Selon Politico, en privé, Trump est « furieux » que cette erreur ait complètement fait dérailler le message de la première soirée de la convention de Cleveland et le discours plutôt bien accueilli dans la salle de sa femme. Mais sur Twitter, il a accusé les médias « d’avoir passé plus de temps à analyser le discours de Melania que les emails d’Hillary ». Selon lui, l’attention médiatique n’est cependant pas une mauvaise chose « si l’on croit que la mauvaise publicité n’existe pas ».

Un problème d’image

Sur le fond, tout le monde est d’accord : il s’agit d’une tempête dans un verre d’eau et il y a des problèmes plus importants dans le monde. Mais ce n’est pas la première fois que l’équipe de campagne de Donald Trump est prise en flagrant délit d’amateurisme. Selon un ancien speechwriter de George W. Bush, qui s’explique dans le New York Times, « chaque mot est habituellement vérifié. Cela n’aurait jamais dû arriver. »

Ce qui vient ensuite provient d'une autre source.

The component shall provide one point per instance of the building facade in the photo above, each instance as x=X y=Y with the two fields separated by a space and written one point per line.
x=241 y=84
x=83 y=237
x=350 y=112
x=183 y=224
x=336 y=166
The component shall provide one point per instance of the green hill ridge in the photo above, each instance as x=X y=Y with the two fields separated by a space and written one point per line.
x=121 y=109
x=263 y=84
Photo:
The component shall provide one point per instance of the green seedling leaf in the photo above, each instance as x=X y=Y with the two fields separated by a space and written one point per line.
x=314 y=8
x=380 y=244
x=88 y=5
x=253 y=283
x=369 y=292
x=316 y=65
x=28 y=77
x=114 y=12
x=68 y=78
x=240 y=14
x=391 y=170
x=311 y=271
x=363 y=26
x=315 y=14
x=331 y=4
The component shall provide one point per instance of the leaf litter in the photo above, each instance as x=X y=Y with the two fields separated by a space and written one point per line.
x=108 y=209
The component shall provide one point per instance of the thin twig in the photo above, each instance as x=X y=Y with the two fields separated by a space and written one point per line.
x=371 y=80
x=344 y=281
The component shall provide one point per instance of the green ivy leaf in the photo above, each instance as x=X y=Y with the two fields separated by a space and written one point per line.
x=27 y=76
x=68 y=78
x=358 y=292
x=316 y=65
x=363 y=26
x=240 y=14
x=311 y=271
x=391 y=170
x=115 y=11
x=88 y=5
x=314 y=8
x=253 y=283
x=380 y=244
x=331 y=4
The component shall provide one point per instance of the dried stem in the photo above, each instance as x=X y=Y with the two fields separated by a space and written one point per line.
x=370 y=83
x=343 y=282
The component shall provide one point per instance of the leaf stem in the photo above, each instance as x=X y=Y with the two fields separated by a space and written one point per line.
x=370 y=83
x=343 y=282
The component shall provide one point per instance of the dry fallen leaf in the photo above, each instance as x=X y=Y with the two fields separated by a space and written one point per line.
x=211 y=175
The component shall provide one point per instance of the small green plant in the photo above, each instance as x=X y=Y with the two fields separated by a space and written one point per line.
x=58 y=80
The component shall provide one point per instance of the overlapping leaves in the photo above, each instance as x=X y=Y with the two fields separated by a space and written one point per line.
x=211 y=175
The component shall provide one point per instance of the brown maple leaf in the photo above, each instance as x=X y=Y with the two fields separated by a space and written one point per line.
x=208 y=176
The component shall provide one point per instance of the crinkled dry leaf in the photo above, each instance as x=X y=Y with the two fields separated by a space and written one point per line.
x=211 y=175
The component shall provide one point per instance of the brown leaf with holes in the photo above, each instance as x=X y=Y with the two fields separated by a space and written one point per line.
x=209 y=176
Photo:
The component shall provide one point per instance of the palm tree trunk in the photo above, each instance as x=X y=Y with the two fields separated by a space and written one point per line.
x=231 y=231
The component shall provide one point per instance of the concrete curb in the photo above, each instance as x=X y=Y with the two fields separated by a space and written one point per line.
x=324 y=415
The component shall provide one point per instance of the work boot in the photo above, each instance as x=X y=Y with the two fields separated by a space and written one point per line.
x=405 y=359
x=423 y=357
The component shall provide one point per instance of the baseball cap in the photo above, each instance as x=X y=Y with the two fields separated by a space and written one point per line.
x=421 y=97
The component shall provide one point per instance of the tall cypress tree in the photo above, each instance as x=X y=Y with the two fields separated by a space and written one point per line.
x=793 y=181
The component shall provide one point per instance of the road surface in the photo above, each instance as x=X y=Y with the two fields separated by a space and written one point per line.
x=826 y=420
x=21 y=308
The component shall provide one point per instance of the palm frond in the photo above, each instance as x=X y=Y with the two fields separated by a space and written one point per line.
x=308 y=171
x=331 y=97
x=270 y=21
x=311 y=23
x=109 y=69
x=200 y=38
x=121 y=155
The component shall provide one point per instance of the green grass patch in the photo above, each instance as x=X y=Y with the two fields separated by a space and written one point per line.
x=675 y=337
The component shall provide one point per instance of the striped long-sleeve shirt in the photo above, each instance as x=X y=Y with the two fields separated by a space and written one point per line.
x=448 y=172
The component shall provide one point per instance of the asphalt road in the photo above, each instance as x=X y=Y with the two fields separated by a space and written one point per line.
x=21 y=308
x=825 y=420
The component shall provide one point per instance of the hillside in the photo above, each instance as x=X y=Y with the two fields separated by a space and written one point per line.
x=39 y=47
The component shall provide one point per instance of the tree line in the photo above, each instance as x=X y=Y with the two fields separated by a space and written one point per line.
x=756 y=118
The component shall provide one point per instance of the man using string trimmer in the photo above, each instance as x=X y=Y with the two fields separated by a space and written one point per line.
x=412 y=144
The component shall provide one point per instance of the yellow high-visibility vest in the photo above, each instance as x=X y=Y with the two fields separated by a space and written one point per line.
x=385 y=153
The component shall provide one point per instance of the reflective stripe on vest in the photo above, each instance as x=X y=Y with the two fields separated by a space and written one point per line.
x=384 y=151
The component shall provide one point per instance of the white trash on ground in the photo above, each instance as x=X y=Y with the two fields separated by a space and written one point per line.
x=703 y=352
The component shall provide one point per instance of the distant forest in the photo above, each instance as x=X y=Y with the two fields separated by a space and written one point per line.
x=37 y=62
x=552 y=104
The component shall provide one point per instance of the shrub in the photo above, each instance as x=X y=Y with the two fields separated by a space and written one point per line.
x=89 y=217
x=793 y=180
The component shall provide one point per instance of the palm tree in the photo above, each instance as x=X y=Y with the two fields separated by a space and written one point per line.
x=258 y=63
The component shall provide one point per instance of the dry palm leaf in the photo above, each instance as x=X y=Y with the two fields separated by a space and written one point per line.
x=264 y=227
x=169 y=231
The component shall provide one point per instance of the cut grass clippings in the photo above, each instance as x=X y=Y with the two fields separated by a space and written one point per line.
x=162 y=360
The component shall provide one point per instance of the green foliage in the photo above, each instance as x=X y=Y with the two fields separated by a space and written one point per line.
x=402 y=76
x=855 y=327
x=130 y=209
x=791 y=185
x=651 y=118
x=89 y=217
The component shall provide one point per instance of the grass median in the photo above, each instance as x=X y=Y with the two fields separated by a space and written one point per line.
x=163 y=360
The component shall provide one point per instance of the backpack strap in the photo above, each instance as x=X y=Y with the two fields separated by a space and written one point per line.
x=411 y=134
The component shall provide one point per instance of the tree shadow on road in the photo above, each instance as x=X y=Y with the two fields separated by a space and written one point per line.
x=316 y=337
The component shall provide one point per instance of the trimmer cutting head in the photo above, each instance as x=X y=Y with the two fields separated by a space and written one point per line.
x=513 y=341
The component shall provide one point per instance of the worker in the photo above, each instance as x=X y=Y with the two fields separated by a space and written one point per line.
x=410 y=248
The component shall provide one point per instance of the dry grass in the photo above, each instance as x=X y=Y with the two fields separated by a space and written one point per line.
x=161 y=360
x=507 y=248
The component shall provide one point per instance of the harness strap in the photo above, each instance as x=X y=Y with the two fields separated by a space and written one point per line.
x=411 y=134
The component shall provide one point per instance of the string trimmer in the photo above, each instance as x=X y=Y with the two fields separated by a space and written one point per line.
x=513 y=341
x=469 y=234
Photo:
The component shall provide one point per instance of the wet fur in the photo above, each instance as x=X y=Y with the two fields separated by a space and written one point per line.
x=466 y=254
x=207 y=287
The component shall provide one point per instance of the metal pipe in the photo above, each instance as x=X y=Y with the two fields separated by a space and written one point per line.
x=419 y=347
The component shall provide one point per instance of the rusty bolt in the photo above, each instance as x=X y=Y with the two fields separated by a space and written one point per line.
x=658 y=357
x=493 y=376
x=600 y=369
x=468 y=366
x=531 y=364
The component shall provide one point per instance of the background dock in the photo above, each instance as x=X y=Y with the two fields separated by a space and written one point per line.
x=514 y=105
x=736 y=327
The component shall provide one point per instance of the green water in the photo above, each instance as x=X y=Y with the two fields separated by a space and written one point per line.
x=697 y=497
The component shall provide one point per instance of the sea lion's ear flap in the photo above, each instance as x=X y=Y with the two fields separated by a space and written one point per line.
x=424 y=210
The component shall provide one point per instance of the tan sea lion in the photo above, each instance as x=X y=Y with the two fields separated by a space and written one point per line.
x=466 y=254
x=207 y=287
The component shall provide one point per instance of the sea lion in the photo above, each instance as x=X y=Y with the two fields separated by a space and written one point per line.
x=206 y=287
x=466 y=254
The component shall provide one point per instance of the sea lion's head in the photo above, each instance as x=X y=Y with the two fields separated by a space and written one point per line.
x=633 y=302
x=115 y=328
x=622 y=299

Surtout, l’équipe de Trump, qui a démenti bec et ongles un plagiat pourtant évident pendant 36 heures, refuse régulièrement d’admettre les erreurs du candidat (sur sa parodie d’un journaliste handicapé ou les encouragements de Trump à la violence lors de ses meetings, notamment). Dans une joute oratoire avec son directeur de campagne Paul Manafort, le journaliste de CNN Chris Cuomo s’est emporté : « C’est une question de vérité et de mensonge. Il ne s’agit pas d’une opinion. » Touché, comme disent les Américains.